ETCO2 in Acute Pulmonary Embolism

When a blood clot occludes a pulmonary artery the lack of blood flow to the alveoli causes an increase in dead space ventilation. Areas of the lungs that once participated in gas exchange can no longer do so. Clinically, the SpO2 will remain low or not reflective of the amount of oxygenation. As dead space increases, ETCO2 decreases.

Case Conclusion

Immediately before transport the patient became extremely bradycardic and with agonal respirations. She was promptly intubated and given 1 mg of Atropine. The heart rate significantly improved but she remained in profound shock and cyanotic despite maximal oxygen therapy.
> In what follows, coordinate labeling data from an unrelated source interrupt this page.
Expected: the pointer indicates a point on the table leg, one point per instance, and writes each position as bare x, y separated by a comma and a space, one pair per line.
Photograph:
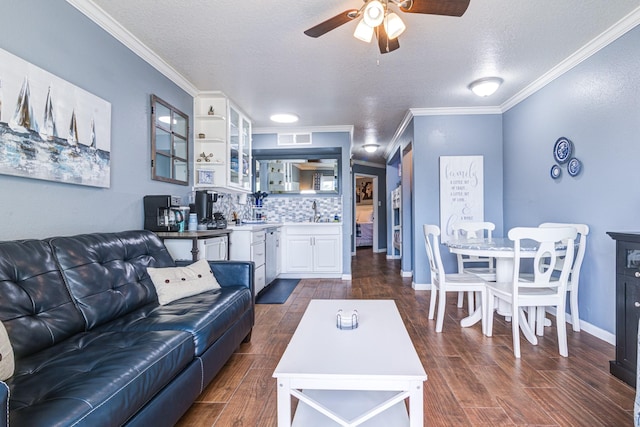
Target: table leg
284, 402
416, 413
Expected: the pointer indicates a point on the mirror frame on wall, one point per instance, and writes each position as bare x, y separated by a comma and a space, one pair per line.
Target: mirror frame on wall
333, 153
170, 157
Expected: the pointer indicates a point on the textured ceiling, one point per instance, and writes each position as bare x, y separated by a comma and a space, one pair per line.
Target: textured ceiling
256, 53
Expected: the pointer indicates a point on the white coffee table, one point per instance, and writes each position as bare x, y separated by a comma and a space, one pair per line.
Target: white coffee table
358, 377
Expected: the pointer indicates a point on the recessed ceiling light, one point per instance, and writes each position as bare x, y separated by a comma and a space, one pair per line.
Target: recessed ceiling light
284, 118
370, 148
486, 86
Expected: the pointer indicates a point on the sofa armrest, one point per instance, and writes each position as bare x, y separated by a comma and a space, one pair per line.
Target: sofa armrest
230, 273
4, 400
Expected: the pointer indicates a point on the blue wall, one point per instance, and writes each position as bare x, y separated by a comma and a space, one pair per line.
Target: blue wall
455, 135
54, 36
597, 106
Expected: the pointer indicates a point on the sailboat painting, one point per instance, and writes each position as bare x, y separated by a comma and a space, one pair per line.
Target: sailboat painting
51, 129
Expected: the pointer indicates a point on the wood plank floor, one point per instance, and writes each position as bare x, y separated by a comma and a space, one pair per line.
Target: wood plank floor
473, 380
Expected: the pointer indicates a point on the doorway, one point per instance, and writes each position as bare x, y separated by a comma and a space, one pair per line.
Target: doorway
365, 219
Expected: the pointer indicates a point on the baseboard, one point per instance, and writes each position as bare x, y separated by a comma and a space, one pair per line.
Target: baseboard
421, 286
589, 328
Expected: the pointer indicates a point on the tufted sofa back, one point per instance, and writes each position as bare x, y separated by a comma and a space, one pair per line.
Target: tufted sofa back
52, 289
35, 306
106, 273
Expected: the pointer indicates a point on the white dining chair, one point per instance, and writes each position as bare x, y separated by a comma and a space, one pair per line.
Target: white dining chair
574, 275
441, 283
480, 266
544, 290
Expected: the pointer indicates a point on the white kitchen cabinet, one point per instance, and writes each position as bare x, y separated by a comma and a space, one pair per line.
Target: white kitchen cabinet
312, 250
222, 144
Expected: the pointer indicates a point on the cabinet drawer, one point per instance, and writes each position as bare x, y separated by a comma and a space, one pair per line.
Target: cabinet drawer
313, 230
258, 253
258, 236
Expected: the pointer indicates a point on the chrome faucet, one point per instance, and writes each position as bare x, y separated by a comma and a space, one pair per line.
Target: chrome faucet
314, 206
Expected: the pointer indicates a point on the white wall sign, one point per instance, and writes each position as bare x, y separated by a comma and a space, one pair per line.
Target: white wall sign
461, 191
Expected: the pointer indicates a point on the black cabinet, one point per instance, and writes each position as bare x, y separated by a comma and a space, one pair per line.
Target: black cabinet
627, 305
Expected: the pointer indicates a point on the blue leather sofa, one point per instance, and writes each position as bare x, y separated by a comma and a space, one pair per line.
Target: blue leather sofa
92, 345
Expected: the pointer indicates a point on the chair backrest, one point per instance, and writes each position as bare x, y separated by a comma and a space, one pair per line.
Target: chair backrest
472, 229
432, 243
583, 232
549, 240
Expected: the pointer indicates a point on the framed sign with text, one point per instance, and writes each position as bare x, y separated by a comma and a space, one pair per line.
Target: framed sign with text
461, 191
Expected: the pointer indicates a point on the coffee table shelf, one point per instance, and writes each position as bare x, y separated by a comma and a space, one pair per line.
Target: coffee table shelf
359, 377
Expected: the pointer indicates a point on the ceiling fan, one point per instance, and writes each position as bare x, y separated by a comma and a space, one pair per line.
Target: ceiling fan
379, 19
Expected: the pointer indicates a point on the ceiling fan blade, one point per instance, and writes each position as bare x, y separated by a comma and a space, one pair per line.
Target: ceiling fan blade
385, 44
436, 7
332, 23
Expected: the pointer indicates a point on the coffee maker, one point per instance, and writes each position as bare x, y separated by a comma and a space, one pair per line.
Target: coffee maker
204, 201
162, 213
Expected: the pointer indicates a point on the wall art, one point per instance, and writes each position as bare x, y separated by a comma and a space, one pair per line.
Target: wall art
51, 129
461, 191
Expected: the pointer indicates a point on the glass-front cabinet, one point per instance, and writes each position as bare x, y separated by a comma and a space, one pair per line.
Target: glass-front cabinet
222, 144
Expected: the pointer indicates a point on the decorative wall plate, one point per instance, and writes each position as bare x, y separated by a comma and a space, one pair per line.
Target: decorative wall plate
562, 150
574, 167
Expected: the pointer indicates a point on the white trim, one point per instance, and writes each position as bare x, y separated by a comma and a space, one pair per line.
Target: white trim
370, 164
603, 40
454, 111
111, 26
302, 129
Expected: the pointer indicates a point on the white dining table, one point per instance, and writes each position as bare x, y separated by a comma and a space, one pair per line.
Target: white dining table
500, 248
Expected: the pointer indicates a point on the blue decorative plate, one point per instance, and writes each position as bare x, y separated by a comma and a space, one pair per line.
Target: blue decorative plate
574, 167
562, 150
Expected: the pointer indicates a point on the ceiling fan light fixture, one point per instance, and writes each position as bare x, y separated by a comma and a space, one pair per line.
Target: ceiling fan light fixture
370, 148
373, 13
393, 25
363, 32
486, 87
284, 118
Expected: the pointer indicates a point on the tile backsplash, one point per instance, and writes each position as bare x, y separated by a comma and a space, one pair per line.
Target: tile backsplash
280, 209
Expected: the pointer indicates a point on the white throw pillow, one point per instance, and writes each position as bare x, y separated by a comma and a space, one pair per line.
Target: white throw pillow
173, 283
7, 362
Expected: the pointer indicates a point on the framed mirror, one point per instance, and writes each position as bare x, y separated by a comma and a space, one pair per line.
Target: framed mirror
169, 143
296, 172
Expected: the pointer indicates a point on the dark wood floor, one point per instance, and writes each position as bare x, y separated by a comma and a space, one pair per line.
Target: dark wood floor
472, 379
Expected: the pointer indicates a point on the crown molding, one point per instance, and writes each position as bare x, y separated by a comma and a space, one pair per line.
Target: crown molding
610, 35
111, 26
302, 129
370, 164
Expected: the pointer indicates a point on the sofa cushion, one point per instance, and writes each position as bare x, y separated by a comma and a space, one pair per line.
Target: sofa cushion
107, 272
35, 307
172, 283
206, 316
7, 363
96, 379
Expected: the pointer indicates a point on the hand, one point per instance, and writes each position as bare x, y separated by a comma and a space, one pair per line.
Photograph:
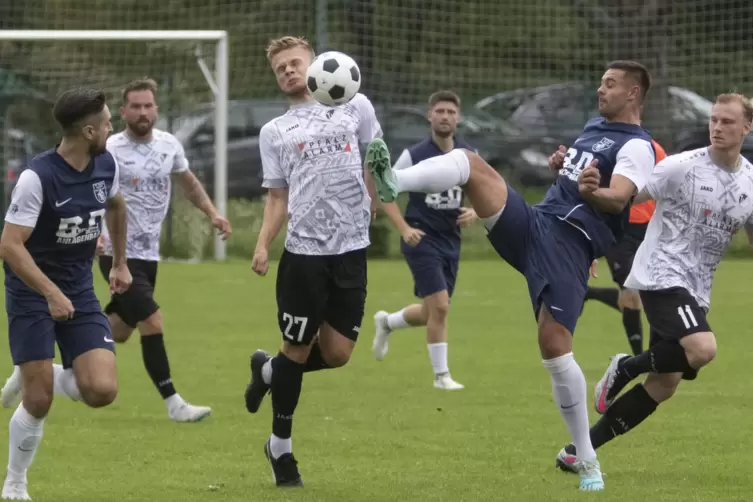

During transport she lost a pulse and had an asystolic arrest. Transport time to the ER was approximately 1.5-2 minutes, so chest compressions were started and the receiving facility was notified of the probable massive pulmonary embolism and cardiac arrest.

The receiving physician agreed that PE was the likely diagnosis. It just so happened that an interventionalist was in the ER and was pulled over to assist in the resuscitation. ROSC was achieved and an echo was performed showing acute right heart strain.

The patient was transported to the operating theater. Direct intra-arterial tPA was administered and clot extraction was attempted. The patient rearrested and further attempts at resuscitation was unsuccessful.

References
1.) Brady, William, and Jonathon Dean Truwit. Critical Decisions In Emergency And Acute Care Electrocardiography. Chichester, West Sussex: Wiley-Blackwell, 2009. Print.
2.) EMCrit, About, Josh Farkas, and the Crew. “Two EKG Patterns Of Pulmonary Embolism Which Mimic MI”. EMCrit. N.p., 2014. Web. 31 Dec. 2015.
3.) Galvagno, Samuel M. Emergency Pathophysiology. Jackson, Wyo.: Teton NewMedia, 2003. Print.
4.) Hqmeded-ecg.blogspot.com,. “Dr. Smith’s ECG Blog: Sudden Severe SOB And ST Segment Elevation: What Is The Diagnosis And Treatment?”. N.p., 2015. Web. 31 Dec. 2015.
5.) Marx, John A et al. Rosen’s Emergency Medicine. Philadelphia: Mosby/Elsevier, 2010. Print.